Without showing sufficient presence of mind even to remove his greatcoat, he leaped into the boiling hole. Yeobright sprang into a shallower part of the pool and waded toward the deeper portion, where he perceived Wildeve struggling. It was Venn and Thomasin who discovered them and summoned help. Three unconscious bodies were carried into the Inn, and of these only one ever breathed again. It was Clym.

Late that night, he summoned Venn and the lad Charley to look at the dead. So quiet he was, they thought him resigned. But at last, with a wild smile, he spoke, "She is the second woman I have killed this year. I was a great cause of my mother's death; and I am the chief cause of hers . . . I spoke cruel words to her and she left my house." In vain they reasoned with him. There was only one truth that he could see, and it would have been an easier one to bear, if in the months and years that followed he could have found anyone to agree with him and blame him.

He did sometimes indeed think he had been ill-used by fortune. But that he and his had been sarcastically and pitilessly handled by a wanton universe he could not for long maintain. It is usually so with men. Human beings, in their generous endeavour to construct a hypothesis that shall not degrade a First Cause, have always hesitated to conceive a dominant power of lower moral quality than their own; and, even while they sit down and weep by the waters of Babylon, invent excuses for the oppression which prompts their tears.

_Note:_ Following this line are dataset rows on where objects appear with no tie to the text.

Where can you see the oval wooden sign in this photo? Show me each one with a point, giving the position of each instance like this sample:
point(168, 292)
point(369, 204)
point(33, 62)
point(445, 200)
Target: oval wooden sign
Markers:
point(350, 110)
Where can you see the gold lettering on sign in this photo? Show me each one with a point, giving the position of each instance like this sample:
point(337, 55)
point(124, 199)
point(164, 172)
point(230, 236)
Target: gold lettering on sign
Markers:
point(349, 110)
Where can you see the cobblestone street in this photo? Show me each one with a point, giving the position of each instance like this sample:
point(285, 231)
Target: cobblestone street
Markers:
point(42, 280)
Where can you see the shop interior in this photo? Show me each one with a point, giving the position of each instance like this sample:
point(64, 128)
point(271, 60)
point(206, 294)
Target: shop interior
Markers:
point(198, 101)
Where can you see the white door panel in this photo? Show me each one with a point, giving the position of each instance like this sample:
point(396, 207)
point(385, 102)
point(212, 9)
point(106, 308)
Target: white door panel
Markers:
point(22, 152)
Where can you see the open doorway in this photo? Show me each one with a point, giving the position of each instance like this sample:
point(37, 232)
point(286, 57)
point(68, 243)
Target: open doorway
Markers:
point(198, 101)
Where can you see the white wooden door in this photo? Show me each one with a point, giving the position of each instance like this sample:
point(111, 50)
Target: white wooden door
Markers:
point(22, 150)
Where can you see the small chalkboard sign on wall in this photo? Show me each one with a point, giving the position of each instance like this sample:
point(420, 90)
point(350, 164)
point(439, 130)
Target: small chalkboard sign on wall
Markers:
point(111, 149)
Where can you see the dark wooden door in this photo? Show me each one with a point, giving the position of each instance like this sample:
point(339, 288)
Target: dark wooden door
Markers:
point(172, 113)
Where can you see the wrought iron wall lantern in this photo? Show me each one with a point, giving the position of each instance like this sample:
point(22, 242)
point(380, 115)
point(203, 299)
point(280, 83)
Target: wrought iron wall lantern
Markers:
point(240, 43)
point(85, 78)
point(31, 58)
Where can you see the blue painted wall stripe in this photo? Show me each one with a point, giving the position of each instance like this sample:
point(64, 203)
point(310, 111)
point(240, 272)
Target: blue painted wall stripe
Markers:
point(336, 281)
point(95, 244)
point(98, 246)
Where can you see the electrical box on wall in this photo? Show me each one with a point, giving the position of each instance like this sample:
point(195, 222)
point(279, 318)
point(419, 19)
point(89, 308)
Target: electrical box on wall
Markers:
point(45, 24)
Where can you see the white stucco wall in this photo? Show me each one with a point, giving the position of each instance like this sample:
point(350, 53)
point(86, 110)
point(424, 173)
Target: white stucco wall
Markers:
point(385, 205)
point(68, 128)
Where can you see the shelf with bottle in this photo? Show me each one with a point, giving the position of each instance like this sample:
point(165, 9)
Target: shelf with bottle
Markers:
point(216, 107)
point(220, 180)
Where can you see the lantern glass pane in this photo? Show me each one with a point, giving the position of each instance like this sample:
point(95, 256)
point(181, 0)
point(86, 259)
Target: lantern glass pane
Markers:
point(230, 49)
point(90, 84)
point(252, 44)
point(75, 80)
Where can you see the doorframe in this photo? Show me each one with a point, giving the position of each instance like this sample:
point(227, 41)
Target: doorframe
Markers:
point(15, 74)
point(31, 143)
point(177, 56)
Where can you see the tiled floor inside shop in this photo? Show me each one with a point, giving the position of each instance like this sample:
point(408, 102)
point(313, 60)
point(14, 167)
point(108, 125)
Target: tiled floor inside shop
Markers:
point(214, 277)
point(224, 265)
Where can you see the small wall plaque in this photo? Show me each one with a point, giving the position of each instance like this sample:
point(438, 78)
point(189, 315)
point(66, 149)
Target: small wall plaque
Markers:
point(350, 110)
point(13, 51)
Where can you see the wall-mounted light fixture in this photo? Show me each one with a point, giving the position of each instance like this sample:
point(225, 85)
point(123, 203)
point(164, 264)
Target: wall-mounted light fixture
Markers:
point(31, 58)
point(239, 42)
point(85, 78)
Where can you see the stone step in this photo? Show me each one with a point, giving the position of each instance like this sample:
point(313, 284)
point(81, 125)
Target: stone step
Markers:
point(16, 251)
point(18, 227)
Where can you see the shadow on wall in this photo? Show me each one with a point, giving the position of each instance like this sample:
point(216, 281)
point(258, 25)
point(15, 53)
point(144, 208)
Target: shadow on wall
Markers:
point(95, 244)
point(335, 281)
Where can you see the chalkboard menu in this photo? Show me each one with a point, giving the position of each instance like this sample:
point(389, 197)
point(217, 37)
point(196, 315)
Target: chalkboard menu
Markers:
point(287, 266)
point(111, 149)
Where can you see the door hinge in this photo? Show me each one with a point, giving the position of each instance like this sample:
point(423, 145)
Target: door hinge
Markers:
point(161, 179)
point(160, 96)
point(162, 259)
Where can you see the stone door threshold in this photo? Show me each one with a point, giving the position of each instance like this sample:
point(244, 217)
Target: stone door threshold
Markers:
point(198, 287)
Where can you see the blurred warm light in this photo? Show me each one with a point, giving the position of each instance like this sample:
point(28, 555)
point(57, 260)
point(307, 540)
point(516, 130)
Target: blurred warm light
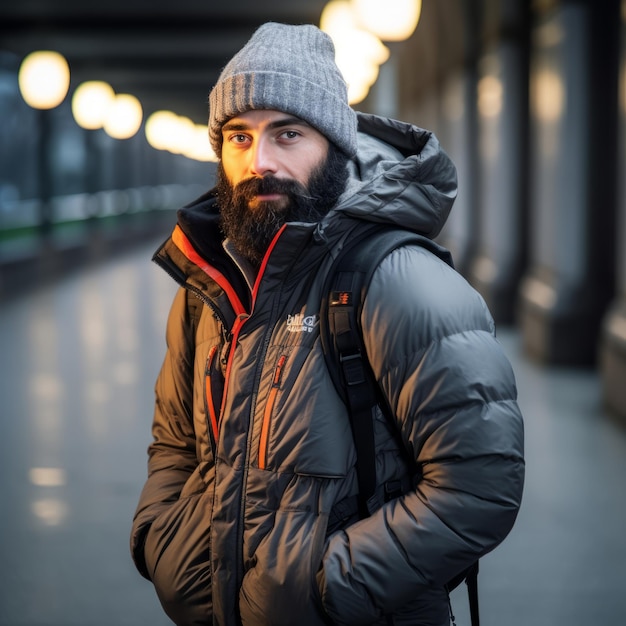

For Clym, there was only one thing worth doing now - becoming an itinerant preacher and lecturer on morally unimpeachable subjects; carrying words of common wisdom to all who would hear him, on hillock or in lecture hall, on heath or in town. Men differed in what they thought of his words. But everywhere he was kindly received, for the story of his life had become generally known. Thomasin, who was a practical and normal child of nature, was gradually purged of her grief, as time would never purge Clym of his. When Diggory Venn appeared to her after months of absence as white as other men, and with a substantial farm to which to bring a wife, her heart opened to him and she and little Eustacia Clementine found home.